Alongside writing and touring, recording is an extremely important part of the working musician’s trifecta. Walking into a well-equipped, professional recording studio is an inspiring feeling, so it’s important to be prepared to efficiently capture that inspiration. Generally speaking, studio time doesn’t come cheap. Whether you’ve saved up for an allotted amount of time in the studio, or you’re lucky enough to have a record label front the bill, taking the time to properly prepare for your stint in the studio means you won’t waste time — and in turn, money — while the clock is ticking.
In my experience, there are three main things you should be concerned with when preparing for your next recording session: You need to make sure your music is ready by investing some time into pre-production, you need to make sure you and your band are ready by thoroughly rehearsing your material, and you need to make sure your gear is ready by doing some routine maintenance and preparation.
Pre-production is something you hear plenty of professional bands talk about constantly, but proper pre-production often gets overlooked or rushed by young and up-and-coming musicians. It’s understandable — pre-production takes a long time, but it’s the best way to find out which songs are going to work in the studio, and which ones need some work to get to that point. Personally, for pre-production I take a fairly simple route. Once my band and I feel like a song is at a comfortable point where we’d like it to graduate beyond the “voice memos” section of my iPhone, we multi-track it.

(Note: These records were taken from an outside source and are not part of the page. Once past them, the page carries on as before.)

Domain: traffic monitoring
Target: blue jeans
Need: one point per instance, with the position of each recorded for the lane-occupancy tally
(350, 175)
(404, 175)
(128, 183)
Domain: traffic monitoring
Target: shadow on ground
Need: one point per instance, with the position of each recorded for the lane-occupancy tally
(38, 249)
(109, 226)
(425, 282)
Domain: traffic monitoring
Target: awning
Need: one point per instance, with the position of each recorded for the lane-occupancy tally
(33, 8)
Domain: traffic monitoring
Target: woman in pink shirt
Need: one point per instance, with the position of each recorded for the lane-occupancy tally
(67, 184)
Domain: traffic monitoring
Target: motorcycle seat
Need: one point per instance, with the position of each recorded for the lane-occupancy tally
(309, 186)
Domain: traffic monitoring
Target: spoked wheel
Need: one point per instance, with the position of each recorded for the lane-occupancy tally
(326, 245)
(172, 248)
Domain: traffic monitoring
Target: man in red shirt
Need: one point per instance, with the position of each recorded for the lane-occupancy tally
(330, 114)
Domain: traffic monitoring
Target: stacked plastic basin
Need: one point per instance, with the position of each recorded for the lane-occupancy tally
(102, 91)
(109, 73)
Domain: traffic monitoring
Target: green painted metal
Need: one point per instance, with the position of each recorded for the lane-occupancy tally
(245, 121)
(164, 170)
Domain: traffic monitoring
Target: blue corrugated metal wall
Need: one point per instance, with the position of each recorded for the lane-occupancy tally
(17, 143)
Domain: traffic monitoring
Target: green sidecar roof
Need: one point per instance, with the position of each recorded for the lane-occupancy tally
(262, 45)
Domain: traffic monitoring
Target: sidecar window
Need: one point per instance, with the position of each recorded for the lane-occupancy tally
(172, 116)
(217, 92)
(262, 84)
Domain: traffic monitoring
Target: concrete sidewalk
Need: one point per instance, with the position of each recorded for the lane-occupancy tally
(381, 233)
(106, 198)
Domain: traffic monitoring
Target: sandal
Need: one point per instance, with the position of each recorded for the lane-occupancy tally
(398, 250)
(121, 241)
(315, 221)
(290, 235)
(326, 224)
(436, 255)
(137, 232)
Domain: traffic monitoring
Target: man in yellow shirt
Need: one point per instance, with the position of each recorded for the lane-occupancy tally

This is the best way to hear each element of the song isolated, hear how the parts fit into each other, and essentially determine whether or not the song is missing anything.
I’ve found that the most simple way to go about this kind of multi-tracking pre-production is with GarageBand for iOS, an iOS condenser mic like the Shure MOTIV or the Rode iXY-L and an iPhone. This combination literally puts everything at your fingertips as far as editing and mixing your pre-production demos. The beauty of multi-tracking is that you can listen to your demos over and over again, figure out what you like and don’t like, then dig back in and re-track parts until you’re happy with where each song stands. If you’ll be working with a producer for your recording session, I would highly recommend sending all of your demos their way so that they can critique, give their input, or at the very least know what to expect when you hit the studio.
Once the writing and pre-production process is over and you have a grip of songs that you’re happy with, it’s time to rehearse. Play every song over and over until everyone is fully comfortable with all the material. That might sound like a given, but nothing’s worse than getting to the studio and not knowing your parts, or painfully watching as a band member struggles over their parts. Performing in a recording studio environment can be a little strange for some players, so if you have the ability to, it’s best to replicate that setting in your rehearsal space. Play at a slightly lower volume or isolate your amps, get everyone a pair of headphones with a click track and go to town.
If you have the ability to invite your producer or engineer to a rehearsal or two, that can really help break the ice and get them acclimated to your sound, gear, and playing style, in-turn saving time in the studio. It can also help to have real-time input on songwriting, tempos and other musical elements from an outside perspective. As musicians we’re extremely close to what we do and often can’t “see the forest for the trees” so-to-speak, so having that outside perspective before you’re within the hallowed walls of the recording studio can be very, very valuable.
If your music is prepared and you are prepared, the only missing piece is your gear. This also seems like a given, but having your instrument playing its best will help you to play your best in the studio. Fresh strings on your guitar or bass are a must, as well as a fresh setup catered to the tunings and string gauges you’ll be using. If you’re multi-tracking, you’ll be making plenty of passes at each song and possibly doubling parts, so you’ll want your guitar to be able to stand up to the abuse. If you’re bringing amps and cabs to the studio, bring extra fuses, make sure your tubes have plenty of life and all your speakers are in good shape. If you’re a drummer, you’ll want to skin-up your kit with fresh heads, do a thorough tuning, and bring plenty of fresh sticks and dampening gels to get the best possible drum sound.
A few studios I’ve recorded in have had guitar and drum techs on staff, which is great for on-the-fly fixes, getting your instrument prepared for a certain song that might have a strange tuning, or tuning the drums perfectly for a particular room. For most studios, that might be kind of a luxury, so prepping your instruments beforehand, bringing specific things for specific songs, and just generally knowing your way around maintaining your gear is recommended.